Frank House director, 308.865.8284 OR email@example.com
A $9,000 grant from the Theodore G. Baldwin Foundation will make it possible to restore and protect two curved (bent) glass windows in the master bedchamber of the historic Frank House.
“People have enjoyed looking through the bent glass windows of the Frank House for 122 years, and now, thanks to the generosity of the Theodore G. Baldwin Foundation Board of Directors, they will be here to be enjoyed by future generations,” said KrisAnn Sullivan, Frank House director.
The late Ellen Baldwin, widow of Theodore G. Baldwin, was a close friend of Marian Johnson, a past curator at the Frank House. According to family members, Ellen always enjoyed supporting projects her friends supported. Johnson began the renovation of the master bedchambers, and while Johnson’s estate moved the project closer to completion, this grant will help complete the long-time project to restore the master bedchamber.
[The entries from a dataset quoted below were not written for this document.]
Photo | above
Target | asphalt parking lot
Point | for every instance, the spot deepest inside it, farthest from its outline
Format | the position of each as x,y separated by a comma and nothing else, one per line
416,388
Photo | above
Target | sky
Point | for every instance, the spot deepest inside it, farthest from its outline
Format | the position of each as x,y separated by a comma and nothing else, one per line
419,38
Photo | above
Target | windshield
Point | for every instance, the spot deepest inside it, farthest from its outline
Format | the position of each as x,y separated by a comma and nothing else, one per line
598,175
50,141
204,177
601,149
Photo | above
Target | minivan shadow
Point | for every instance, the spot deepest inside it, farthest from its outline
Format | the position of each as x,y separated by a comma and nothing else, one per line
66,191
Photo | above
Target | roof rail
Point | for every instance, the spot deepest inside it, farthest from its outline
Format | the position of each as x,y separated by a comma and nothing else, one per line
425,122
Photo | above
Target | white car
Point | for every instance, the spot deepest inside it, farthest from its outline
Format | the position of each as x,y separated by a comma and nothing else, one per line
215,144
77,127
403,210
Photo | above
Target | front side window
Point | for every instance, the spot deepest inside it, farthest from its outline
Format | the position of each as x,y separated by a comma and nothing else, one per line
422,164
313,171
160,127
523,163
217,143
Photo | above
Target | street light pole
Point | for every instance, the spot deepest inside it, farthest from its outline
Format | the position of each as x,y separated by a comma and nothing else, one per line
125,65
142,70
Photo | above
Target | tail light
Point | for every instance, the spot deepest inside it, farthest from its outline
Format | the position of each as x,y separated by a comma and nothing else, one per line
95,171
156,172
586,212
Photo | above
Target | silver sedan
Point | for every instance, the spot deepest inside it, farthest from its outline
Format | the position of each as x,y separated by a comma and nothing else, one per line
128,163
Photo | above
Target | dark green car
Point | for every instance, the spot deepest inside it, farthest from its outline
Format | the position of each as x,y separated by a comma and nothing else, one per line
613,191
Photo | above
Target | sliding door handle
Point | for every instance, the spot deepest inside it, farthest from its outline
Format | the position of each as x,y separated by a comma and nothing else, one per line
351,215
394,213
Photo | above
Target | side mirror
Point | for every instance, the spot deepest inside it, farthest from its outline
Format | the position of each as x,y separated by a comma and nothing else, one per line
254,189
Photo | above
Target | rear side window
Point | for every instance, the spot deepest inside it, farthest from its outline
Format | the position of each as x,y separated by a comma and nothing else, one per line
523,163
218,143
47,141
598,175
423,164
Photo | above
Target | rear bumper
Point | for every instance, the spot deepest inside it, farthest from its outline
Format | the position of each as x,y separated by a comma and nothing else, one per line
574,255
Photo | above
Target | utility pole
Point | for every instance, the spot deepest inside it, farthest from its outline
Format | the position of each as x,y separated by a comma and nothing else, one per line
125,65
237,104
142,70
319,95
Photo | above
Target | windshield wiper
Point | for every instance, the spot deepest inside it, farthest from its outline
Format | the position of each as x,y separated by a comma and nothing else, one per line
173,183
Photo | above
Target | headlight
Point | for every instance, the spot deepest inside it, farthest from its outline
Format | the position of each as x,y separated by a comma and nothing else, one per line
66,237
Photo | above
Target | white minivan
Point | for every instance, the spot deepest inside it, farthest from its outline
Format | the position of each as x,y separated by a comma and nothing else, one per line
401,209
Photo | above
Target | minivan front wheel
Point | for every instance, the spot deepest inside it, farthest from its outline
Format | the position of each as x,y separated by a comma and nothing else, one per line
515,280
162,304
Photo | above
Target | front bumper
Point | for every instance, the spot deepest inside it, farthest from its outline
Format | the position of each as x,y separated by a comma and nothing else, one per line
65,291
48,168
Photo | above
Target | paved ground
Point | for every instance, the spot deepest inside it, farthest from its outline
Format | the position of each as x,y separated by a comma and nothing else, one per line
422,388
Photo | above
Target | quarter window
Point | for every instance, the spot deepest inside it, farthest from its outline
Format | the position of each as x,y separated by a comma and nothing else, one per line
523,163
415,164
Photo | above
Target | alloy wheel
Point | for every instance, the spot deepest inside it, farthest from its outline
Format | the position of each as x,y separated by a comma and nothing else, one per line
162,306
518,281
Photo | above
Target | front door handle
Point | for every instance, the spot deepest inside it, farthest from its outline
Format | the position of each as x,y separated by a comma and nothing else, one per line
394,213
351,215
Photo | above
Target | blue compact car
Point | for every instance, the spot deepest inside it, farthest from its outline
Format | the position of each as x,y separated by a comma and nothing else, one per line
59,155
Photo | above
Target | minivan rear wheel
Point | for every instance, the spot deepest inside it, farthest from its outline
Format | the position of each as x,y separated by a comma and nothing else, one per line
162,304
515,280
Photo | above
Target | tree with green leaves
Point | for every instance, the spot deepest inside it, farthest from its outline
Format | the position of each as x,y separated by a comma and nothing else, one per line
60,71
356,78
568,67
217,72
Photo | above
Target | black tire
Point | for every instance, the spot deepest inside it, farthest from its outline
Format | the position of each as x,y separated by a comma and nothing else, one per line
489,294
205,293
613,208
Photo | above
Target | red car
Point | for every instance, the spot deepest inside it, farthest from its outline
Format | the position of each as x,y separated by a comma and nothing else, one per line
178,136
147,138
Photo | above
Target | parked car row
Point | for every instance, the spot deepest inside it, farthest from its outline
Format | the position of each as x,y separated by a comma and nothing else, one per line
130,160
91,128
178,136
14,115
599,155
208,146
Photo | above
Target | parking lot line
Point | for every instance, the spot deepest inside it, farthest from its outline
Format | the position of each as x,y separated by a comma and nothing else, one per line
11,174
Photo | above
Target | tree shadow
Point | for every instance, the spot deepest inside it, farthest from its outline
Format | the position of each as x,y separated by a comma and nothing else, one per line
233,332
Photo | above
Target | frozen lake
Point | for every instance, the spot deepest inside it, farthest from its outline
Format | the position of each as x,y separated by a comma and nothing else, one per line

“The curved windows in the master bedchamber on the ground floor are the originals installed in the 1880s,” Sullivan said. “Over the last 121 years, the windows and their frames have settled and shifted in their openings. The oak window sashes have begun to show signs of deterioration, and the glass has cracked in a few places. The shifting has made the seals around the windows less water resistant. Restoration of the windows will prevent water damage to the structure of the wall itself.” Each window measures approximately four-feet-by-seven-feet and curves 90 degrees.
“They accentuate the two-story turret that protrudes from the south wall,” Sullivan said. “The curved windows represent the attention to detail and creative design of the architect and builders.”
The total project is estimated to cost $10,500. The City of Kearney earlier granted $1,500 in Keno funding toward the project.
“This project allows us to maintain the structural integrity of the building while honoring the architectural vision of George William Frank and the talented local craftsmen who constructed the home in 1889,” Sullivan said. The Frank House is located on the University of Nebraska at Kearney West Campus.